Many people are of course thinking of (wishful thinking?) things like asset transferability between online environments, which would make virtual goods even longer lasting.


I am skeptical about asset transferability in commercial VWs, however perhaps such is possible if a truly open "web 3.d" i.e. OpenSim takes hold.

You raise a good point about hold on objects which I think definitely translates -- especially when considering youthful consumers -- to service-based info goods like MySpace, FaceBook, Twitter haunts. However I'd been excluding those based on your criteria of transferability (from one consumer to another, not from one "realm" to another).

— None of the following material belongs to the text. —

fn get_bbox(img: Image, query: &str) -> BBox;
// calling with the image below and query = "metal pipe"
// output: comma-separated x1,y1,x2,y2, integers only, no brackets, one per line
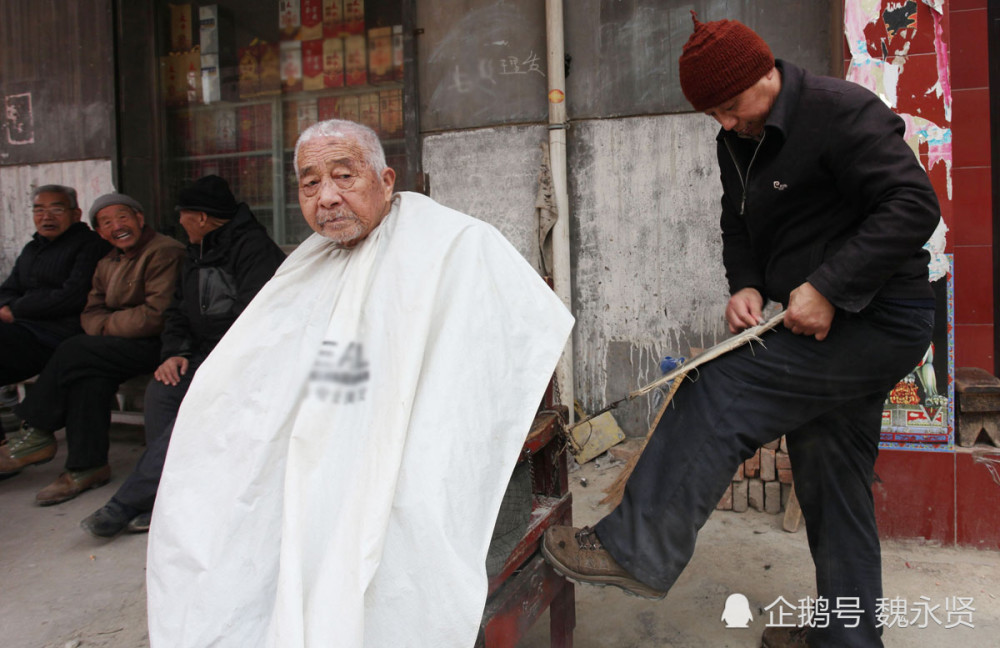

Then again, perhaps blogs (and prior to that web journals) are a better example. It would be interesting to see if there was consumer preference based upon the different blog platforms (WordPress, Blogger, TypePad, etc.) not as a utility value decision, but based upon positive or negative experience from a previous blog community action.

My comment about pure utility software (rather SaaS) decisions being based increasingly on brand and trend wasn't related to consumer consumption as much as business consumption, which is where I have most direct experience. As I've read through your publication more thoroughly now, I'm not sure this phenomenon is directly related to what you are studying, though I do think it merits study in its own right. Perhaps it is just the gradual evaporation "enterprise software" as a class of goods, which is leading to a more personal, and less institutional manner in which these sorts of decisions are being made.

Again, thanks for the interesting discussion from an armchair economist such as myself.



RandyH, my thanks to you too for the interesting discussion. I'm also an occasional reader of your blog. If you happen to write about your observations regarding software/SaaS purchase decisions vs. brand/trend, I will be reading it with great interest. As said my future research agenda is wider than the dissertation.